Peter Monkhouse: Well actually the topics are not so much on failing projects because-
Cornelius Fichtner: How to avoid it I guess.
Peter Monkhouse: Yes, it's more about how to avoid failing projects. I mean, none of us wants to be involved in failing projects. But my experience of working on projects, being on the PMI board, and talking to project managers all over the world, I just see that we're all struggling with how do we ensure that our projects going to be successful. How do we – but for that, how do we ensure that this is the most important project our organization can do right now? And that's what I want to talk about, that's what I want to share, the matter is that I’m off the board and I can share.
Cornelius Fichtner: So the topic is My Project is Failing, It's Not My Fault. And obviously, I have to ask this. Is it my fault?
Peter Monkhouse: Absolutely.
Cornelius Fichtner: Oh, thank you.
Peter Monkhouse: Not my fault. Your fault.
Cornelius Fichtner: So you would say, if a project is failing, the project manager is largely at fault.
Peter Monkhouse: So you know, we've talked about this and I've actually been at some of the sessions here where there's a discussion about there's a lot of things that's outside the project managers control that prices go up, exchange rates change, suppliers deliver late. That, you know, that we view regulations change, that we view these as being external. They're not partly the fault of the project but the project manager. But I think, as a profession, I think as individual project managers, it's part of our responsibility to look out for these things, you know. There's rich knowledge here of risk management and so on, to look out for these things to say that, part of our job is to communicate to project sponsors, to our stakeholders, that these events are going on. And here's what the impact is on our approach act. Here's some of the options that you can do, right. And to do that, we need know, be able to speak their language, be able to know the language of the business. So if we're not doing that, yes, it is our fault.

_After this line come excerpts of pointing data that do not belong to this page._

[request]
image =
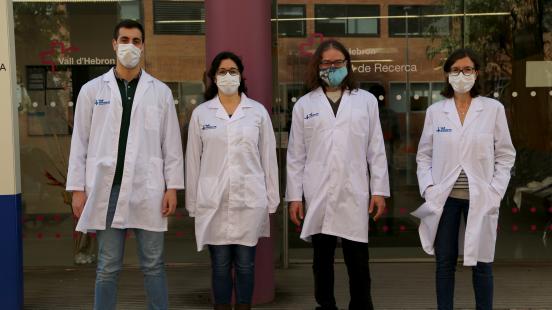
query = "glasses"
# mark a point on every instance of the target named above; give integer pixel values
(465, 71)
(232, 72)
(324, 64)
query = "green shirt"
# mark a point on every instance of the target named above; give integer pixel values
(127, 89)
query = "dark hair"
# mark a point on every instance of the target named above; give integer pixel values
(313, 77)
(212, 89)
(128, 23)
(448, 92)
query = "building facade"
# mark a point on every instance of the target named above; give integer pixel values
(397, 44)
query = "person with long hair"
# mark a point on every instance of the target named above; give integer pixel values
(231, 179)
(464, 159)
(336, 160)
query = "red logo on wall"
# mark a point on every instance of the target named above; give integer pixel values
(47, 56)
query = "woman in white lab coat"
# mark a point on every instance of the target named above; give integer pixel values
(336, 160)
(464, 160)
(231, 179)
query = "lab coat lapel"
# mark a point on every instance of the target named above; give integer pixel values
(221, 112)
(109, 77)
(144, 84)
(473, 113)
(450, 110)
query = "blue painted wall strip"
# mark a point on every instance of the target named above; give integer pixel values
(11, 258)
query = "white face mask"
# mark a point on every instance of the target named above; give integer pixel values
(228, 84)
(128, 55)
(462, 83)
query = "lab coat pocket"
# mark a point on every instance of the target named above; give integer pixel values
(431, 193)
(490, 225)
(360, 122)
(485, 146)
(254, 190)
(90, 174)
(153, 118)
(493, 198)
(208, 193)
(425, 210)
(250, 135)
(156, 181)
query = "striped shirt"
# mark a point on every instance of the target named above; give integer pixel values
(461, 188)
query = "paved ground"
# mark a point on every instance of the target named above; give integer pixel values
(395, 286)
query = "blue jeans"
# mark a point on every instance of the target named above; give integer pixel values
(111, 245)
(446, 255)
(242, 259)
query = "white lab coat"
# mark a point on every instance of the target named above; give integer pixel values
(482, 147)
(336, 162)
(153, 160)
(231, 173)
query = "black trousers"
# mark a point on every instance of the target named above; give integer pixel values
(356, 260)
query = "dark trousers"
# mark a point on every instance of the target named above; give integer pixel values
(446, 255)
(356, 260)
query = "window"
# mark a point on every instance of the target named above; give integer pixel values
(422, 95)
(347, 20)
(420, 26)
(178, 17)
(296, 26)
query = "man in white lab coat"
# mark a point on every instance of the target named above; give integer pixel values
(336, 159)
(125, 166)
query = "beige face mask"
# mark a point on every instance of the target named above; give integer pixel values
(228, 84)
(462, 83)
(128, 55)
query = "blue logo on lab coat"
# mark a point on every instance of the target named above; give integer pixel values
(102, 101)
(208, 126)
(311, 115)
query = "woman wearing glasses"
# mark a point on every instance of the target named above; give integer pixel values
(336, 160)
(231, 179)
(464, 160)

Cornelius Fichtner: In your presentation and also in your white paper, you then talk about why projects fail. And there is a long list of various criteria and reasons why projects fail. What is really the number one reason why we see failing projects?

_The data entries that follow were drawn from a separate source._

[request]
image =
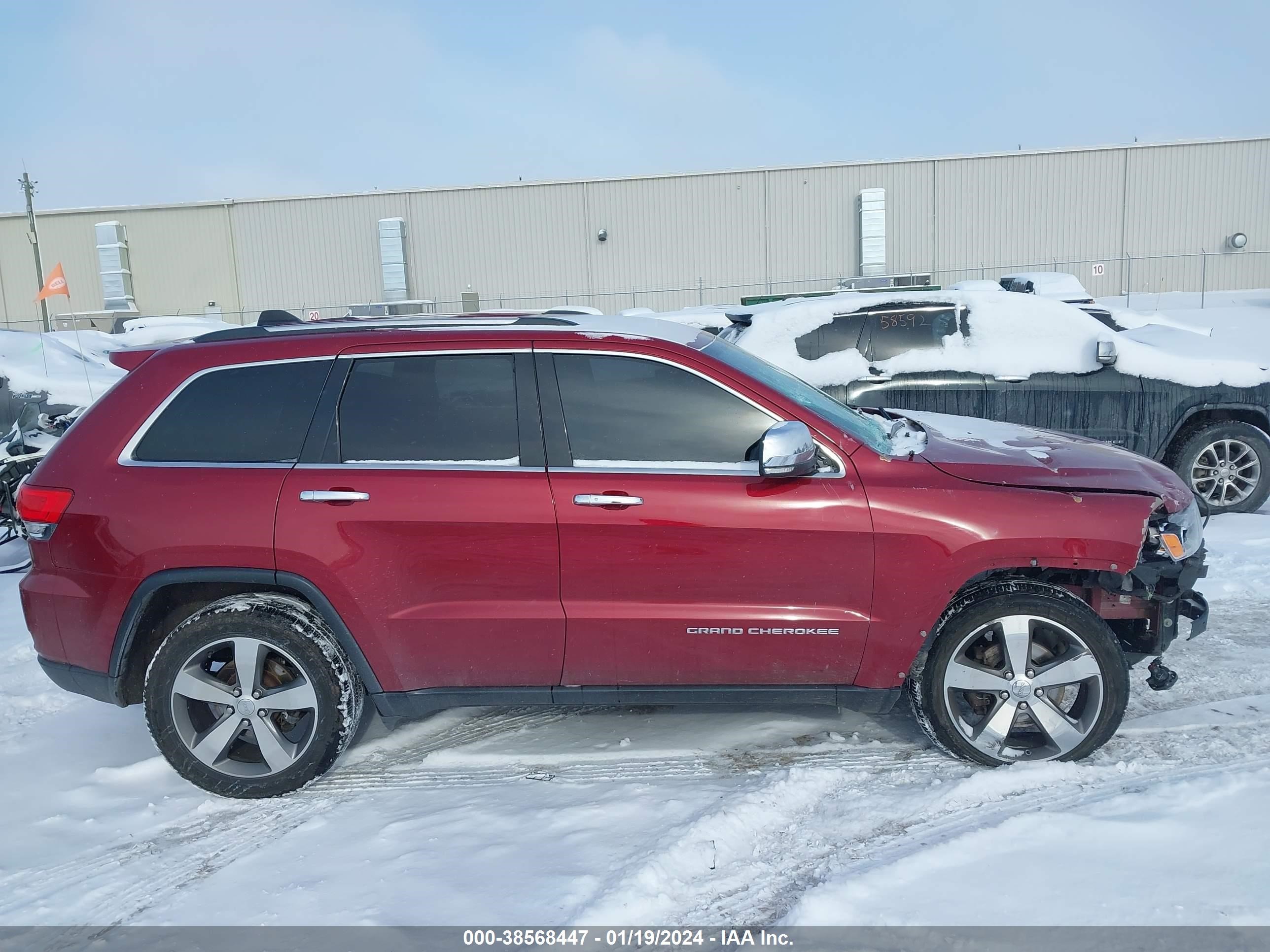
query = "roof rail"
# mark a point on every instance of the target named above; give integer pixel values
(354, 325)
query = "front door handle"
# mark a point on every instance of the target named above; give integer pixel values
(595, 499)
(332, 495)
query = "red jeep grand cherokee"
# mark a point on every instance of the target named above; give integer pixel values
(254, 532)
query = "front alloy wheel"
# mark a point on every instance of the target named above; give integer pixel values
(1022, 672)
(1023, 686)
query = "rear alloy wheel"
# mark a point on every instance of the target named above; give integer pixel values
(1227, 465)
(1025, 676)
(252, 697)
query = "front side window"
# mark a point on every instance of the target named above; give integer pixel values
(893, 333)
(253, 414)
(450, 409)
(628, 411)
(840, 334)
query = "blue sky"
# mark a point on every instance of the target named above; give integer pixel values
(162, 101)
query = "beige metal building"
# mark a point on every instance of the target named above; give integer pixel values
(1141, 217)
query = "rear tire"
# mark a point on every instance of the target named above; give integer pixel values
(1064, 704)
(1233, 451)
(253, 697)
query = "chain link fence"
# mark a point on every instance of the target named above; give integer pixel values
(1126, 276)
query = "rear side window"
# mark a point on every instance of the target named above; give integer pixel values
(254, 414)
(636, 413)
(446, 409)
(893, 333)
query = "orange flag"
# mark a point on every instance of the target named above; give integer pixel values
(56, 285)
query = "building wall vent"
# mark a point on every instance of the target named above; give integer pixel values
(873, 232)
(112, 261)
(393, 259)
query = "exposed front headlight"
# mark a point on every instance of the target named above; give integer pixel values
(1183, 534)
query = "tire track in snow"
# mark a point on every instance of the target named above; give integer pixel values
(140, 874)
(125, 880)
(777, 850)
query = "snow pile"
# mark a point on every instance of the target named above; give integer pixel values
(37, 365)
(1010, 336)
(141, 332)
(74, 366)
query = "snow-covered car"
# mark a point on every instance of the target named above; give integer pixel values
(1026, 360)
(1058, 286)
(976, 285)
(1061, 286)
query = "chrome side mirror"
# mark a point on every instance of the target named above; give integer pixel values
(786, 451)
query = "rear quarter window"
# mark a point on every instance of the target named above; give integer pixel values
(252, 414)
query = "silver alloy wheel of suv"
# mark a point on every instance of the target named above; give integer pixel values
(244, 708)
(253, 696)
(1020, 671)
(1226, 473)
(1226, 464)
(1024, 687)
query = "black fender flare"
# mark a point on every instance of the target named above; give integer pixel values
(298, 584)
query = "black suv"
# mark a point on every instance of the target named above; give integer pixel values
(1214, 437)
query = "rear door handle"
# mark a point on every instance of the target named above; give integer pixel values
(595, 499)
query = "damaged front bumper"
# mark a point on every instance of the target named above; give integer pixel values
(1145, 605)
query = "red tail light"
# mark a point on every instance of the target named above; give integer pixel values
(42, 504)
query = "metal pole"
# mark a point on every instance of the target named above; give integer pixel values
(1203, 277)
(28, 190)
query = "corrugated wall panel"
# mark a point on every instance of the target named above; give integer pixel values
(1028, 208)
(673, 233)
(736, 233)
(312, 252)
(814, 230)
(512, 245)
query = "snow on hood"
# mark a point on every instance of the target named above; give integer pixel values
(1010, 336)
(1057, 285)
(1011, 455)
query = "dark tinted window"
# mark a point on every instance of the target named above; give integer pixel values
(454, 408)
(840, 334)
(624, 409)
(892, 333)
(239, 415)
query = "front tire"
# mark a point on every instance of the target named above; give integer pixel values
(1063, 702)
(1227, 466)
(252, 696)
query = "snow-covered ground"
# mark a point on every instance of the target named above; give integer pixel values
(661, 816)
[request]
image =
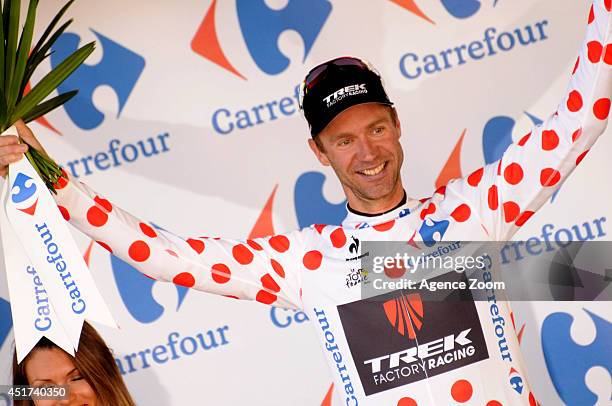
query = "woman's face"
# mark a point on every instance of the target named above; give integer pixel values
(47, 367)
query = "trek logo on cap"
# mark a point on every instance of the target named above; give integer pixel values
(340, 94)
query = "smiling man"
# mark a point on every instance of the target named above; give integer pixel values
(396, 349)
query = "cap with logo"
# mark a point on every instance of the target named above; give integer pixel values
(334, 86)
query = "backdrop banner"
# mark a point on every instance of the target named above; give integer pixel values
(187, 116)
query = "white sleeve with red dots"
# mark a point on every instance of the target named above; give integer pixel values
(506, 193)
(259, 269)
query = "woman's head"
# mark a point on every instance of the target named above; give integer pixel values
(91, 375)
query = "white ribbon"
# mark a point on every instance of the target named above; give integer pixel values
(44, 266)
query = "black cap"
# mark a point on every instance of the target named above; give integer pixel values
(334, 86)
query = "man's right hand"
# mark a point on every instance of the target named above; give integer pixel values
(11, 150)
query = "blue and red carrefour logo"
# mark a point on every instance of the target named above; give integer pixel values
(516, 381)
(457, 8)
(119, 69)
(569, 362)
(261, 28)
(23, 194)
(311, 206)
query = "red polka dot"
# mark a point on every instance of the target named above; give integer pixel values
(550, 140)
(430, 209)
(384, 226)
(254, 245)
(265, 297)
(574, 101)
(62, 181)
(461, 391)
(549, 177)
(608, 54)
(147, 230)
(581, 157)
(338, 238)
(407, 402)
(105, 246)
(493, 198)
(96, 217)
(475, 177)
(511, 211)
(312, 260)
(461, 213)
(104, 203)
(601, 108)
(139, 251)
(526, 215)
(65, 213)
(242, 254)
(594, 51)
(513, 173)
(278, 268)
(532, 401)
(279, 243)
(269, 283)
(523, 140)
(576, 65)
(197, 245)
(184, 279)
(221, 273)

Peter Monkhouse: Yes, so the list I provide in the white paper and I give accreditation to is from PMI's research, right. And the number one reason is communication. It's by far the research that PMI has done, it shows us by far being the number one reason why projects fail is poor communications. And it goes on and talks about as well, the second one is the link to strategy and not being able to know how to strategic support. And then, not having clear objectives and clear measures of being the top three. So I think it's important. So, those are the ones that I'm going to focus on in the paper, are those top three to say, what can you do as a project manager, to do a better job with your communication, to do - to make sure your projects link to strategy, and make sure you know what success is.
Cornelius Fichtner: You mentioned earlier on that there are some factors that are outside of our control. What is in our control?